Researchers at a UK university plan to develop a piezoelectric motor suitable for low-cost mass production by the end of the year.

Cranfield University hopes to commercialise the motor as a smaller, cheaper alternative to conventional electromagnetic motors used in a many everyday devices such as camera zoom lenses and toys.

Piezoelectric motors are based on the deformation that occurs when piezoelectric materials are subjected to an electric field, producing high-speed ultrasonic vibrations. Controlling this effect allows motors to be created with fewer parts than are needed for electromagnetic systems. Piezoelectric devices could offer a host of benefits over existing electromagnetic and electrostatic technologies, according to Cranfield.

The motors need no gears, have low power consumption and hold their position by friction locking when power is off. Rotation can be reversed simply by reversing the electric field, while they also offer good stop/start response and a greater torque-to-weight ratio.
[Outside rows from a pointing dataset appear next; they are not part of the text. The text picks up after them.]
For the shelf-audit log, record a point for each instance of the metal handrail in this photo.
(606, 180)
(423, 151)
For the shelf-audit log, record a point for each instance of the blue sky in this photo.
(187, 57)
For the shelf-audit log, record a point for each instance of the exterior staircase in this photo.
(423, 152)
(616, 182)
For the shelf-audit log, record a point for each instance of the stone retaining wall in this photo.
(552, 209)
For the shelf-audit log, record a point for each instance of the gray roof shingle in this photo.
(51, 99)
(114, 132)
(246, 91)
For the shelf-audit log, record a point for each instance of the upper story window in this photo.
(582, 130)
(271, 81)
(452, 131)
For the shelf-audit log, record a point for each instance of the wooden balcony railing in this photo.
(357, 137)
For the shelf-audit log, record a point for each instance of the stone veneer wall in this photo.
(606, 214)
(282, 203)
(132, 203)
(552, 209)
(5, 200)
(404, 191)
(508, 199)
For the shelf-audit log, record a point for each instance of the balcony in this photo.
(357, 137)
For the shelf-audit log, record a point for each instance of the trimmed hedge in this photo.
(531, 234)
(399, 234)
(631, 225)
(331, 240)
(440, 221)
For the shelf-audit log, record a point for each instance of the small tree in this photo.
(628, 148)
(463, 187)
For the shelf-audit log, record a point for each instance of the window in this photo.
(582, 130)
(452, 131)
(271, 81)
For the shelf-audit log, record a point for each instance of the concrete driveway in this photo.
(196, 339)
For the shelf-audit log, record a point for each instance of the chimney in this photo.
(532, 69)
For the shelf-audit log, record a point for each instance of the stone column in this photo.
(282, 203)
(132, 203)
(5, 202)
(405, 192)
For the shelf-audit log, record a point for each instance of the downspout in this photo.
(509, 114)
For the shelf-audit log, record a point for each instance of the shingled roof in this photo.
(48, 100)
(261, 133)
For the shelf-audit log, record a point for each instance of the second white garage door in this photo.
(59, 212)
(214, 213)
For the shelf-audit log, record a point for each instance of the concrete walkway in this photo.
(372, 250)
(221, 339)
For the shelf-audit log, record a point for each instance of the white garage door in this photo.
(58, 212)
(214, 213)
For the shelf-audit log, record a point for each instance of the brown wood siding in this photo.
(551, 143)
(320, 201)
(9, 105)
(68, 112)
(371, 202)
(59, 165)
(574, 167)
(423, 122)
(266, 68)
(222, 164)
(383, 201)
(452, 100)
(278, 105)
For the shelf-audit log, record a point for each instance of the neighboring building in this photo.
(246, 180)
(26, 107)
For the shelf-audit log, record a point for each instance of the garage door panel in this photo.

While Japan has forged ahead with the development of the technology, Cranfield claimed the UK, and Europe in general, have lagged behind.

The university has been working on new designs for piezoelectric motors for several years, and now plans to develop a working prototype capable of commercial production by the end of the year based on work patented during earlier research.

Professor Roger Whatmore of Cranfield’s School of Industrial & Manufacturing Science, said that the motor had been tested for use in mechanical devices in a range of sizes down to nanoscale.

‘We’ve now got to engineer it into a demonstrator and see if we can lay the foundations for building a business.’

Whatmore said the motor could be used in many mass-market consumer electronics applications, ranging from toys and cameras to the vibrating mechanism in mobile phones. ‘There are many devices in which you need small, low-cost motors,’ he said.

Whatmore said he hoped the motor could be manufactured at a cost ‘in the tens of pence’.

The prototype project is backed by a six-month grant from the EPSRC. Cranfield is also engaged in other research relating to piezoelectric technology, including the development of lightweight motors for micro-aircraft.